The U.S. State Department is due to certify to Congress in two weeks time whether Iran has been complying with the terms of the deal, formally known as the Joint Comprehensive Plan of Action, or JCPOA. Trump has said he has made up his mind already, but hasn’t told European leaders his decision, including Britain’s Theresa May, who asked him reportedly at a bilateral meeting at the UN last month.

Trump has been a stern critic of what his predecessor, Barack Obama, saw as a signature foreign policy achievement.

Dubbing it a “bad deal,” Trump pledged during his campaign for the White House last year to rip up the agreement. And in New York in a speech last month at the UN, he described the deal as an “embarrassment,” saying it was “one of the worst and most one-sided transactions the United States has ever entered into.”

Although the Trump administration has not offered any examples of JCPOA non-compliance by Iran, the belligerency of the President’s comments has heightened impressions that he’s laying the groundwork for the State Department to withhold certification on October 15. The administration is required to report to Congress every 90 days on the deal.

Iran’s intense lobbying effort has two main purposes, say analysts: to get the Europeans to press Washington not to walk away, and in the event President Trump does, to try to ensure the Europeans don’t follow suit — a move that could increase strains between Trump’s Washington and European leaders to a possible breaking point.

European impact

The Europeans would be placed in a lose-lose position, if the U.S. abandons the nuclear deal. Under the agreement’s provisions, any signatory can require the UN Security Council to vote on a resolution to continue the deal’s sanctions relief — a U.S. veto would result in the sanctions on Iran snapping back into place automatically.
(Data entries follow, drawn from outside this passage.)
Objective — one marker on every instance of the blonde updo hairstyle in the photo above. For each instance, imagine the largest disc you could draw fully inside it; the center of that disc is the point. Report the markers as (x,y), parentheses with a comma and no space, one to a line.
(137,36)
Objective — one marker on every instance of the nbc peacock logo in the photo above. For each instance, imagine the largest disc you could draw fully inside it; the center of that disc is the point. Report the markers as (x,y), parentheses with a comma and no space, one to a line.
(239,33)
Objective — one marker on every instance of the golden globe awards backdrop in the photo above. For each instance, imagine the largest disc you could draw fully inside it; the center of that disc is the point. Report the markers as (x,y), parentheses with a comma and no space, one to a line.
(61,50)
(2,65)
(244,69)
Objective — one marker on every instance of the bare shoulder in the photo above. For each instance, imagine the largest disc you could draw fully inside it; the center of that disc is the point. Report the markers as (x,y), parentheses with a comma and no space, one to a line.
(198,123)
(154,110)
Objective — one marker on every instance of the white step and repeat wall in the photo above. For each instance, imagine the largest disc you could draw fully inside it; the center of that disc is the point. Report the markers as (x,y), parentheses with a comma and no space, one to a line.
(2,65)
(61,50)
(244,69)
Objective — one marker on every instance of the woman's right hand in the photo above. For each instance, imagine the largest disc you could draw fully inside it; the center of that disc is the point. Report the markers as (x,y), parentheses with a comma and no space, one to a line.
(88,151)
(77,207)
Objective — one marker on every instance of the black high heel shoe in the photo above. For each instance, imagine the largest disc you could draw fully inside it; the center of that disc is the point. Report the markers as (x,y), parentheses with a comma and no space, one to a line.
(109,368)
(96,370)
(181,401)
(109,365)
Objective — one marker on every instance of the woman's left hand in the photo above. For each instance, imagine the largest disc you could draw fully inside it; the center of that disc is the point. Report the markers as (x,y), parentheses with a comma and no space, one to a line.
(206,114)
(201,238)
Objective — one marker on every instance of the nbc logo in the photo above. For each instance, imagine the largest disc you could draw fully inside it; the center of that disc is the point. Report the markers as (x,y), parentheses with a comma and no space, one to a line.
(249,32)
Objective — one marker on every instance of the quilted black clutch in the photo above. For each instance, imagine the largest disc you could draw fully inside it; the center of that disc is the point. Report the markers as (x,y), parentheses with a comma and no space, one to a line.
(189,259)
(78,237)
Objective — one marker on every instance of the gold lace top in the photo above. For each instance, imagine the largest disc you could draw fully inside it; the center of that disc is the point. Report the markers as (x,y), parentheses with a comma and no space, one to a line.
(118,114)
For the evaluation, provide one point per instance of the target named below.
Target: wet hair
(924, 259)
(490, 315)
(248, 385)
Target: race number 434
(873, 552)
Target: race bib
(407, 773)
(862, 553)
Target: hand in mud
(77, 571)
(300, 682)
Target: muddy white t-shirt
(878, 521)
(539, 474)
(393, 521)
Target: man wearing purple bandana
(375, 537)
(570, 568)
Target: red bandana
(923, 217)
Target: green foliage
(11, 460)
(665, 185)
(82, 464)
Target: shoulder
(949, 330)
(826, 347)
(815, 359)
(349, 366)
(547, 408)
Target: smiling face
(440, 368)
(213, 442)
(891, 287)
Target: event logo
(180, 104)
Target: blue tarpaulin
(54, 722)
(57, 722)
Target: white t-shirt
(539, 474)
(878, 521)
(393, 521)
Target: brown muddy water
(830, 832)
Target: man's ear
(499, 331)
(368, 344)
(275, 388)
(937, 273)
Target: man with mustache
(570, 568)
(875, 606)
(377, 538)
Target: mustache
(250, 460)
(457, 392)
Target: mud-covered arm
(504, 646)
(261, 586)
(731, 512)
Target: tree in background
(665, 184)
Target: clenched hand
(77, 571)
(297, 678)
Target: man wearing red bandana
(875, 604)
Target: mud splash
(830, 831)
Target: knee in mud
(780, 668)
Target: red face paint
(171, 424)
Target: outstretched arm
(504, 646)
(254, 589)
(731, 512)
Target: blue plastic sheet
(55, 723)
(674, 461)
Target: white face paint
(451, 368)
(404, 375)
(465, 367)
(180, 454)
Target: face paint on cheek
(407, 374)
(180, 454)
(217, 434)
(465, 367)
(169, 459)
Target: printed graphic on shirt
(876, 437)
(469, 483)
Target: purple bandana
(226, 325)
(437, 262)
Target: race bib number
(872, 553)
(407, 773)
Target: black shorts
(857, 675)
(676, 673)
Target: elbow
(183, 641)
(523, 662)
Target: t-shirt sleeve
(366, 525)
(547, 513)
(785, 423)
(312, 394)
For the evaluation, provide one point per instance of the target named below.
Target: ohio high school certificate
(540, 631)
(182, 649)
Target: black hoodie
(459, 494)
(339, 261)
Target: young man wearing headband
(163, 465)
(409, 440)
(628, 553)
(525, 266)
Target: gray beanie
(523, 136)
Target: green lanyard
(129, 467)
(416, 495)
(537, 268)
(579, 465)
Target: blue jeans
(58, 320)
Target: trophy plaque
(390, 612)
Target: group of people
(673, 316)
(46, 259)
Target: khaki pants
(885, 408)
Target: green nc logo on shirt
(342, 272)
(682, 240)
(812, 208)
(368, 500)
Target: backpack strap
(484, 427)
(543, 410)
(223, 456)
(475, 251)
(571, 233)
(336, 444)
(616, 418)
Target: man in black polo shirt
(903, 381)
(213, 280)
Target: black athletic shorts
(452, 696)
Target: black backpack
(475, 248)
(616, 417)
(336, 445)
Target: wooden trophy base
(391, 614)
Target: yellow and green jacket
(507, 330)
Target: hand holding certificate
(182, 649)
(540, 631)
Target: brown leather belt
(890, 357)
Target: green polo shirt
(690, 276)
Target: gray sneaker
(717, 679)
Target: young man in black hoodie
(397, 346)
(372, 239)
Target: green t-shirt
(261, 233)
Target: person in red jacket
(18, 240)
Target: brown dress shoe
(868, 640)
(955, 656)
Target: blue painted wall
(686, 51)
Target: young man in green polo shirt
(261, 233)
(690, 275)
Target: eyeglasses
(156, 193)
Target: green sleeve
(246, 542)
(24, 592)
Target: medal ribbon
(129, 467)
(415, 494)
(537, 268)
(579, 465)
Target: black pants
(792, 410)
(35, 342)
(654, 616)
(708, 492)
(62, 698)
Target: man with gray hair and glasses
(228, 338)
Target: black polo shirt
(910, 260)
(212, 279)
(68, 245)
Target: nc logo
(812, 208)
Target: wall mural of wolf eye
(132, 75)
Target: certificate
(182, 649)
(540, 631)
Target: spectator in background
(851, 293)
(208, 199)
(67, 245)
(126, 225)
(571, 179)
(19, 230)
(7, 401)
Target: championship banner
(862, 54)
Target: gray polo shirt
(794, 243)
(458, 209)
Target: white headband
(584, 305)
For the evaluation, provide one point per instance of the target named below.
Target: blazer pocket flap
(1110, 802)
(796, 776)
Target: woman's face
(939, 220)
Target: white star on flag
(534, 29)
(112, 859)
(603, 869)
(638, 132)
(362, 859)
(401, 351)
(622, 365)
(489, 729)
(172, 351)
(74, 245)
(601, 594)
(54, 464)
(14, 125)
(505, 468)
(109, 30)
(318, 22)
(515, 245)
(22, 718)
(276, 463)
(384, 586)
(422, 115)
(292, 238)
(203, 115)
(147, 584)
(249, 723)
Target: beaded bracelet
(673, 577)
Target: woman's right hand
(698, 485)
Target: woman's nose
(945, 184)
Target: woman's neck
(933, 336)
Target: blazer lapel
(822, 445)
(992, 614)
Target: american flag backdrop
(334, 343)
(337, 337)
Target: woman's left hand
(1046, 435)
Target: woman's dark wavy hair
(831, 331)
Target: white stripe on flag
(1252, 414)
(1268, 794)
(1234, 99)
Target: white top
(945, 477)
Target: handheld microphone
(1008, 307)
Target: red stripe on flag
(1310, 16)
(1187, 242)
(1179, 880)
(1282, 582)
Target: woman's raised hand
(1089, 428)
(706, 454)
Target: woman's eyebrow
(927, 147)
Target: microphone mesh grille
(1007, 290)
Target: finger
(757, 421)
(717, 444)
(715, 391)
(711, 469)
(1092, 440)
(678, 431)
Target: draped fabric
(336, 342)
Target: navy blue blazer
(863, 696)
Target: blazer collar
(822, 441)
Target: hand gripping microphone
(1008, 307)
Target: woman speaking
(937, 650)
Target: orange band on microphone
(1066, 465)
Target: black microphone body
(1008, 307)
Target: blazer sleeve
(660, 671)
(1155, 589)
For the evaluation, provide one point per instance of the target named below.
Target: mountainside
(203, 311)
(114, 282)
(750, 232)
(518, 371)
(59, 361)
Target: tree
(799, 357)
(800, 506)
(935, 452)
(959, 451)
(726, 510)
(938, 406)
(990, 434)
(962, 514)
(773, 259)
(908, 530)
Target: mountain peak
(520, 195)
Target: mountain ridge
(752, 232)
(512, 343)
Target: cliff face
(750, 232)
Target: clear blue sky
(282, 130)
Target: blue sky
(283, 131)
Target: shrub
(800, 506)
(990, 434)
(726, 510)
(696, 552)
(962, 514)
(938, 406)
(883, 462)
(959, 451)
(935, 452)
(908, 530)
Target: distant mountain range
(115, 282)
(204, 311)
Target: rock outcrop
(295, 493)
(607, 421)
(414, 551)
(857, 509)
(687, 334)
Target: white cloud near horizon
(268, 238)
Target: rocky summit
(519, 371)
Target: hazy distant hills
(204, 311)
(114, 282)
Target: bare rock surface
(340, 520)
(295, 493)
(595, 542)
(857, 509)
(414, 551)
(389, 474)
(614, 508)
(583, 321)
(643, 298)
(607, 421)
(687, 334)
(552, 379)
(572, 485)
That in turn would present the Europeans with the uncomfortable choice of either complying with a UN resolution or re-imposing sanctions against their own policy views. Either way, it would likely compound increasingly tense transatlantic relations.

European signatories to the deal have all publicly defended the nuclear agreement, which placed limits on Iran’s nuclear program designed to prevent Tehran from developing weapons in return for a lifting of international sanctions.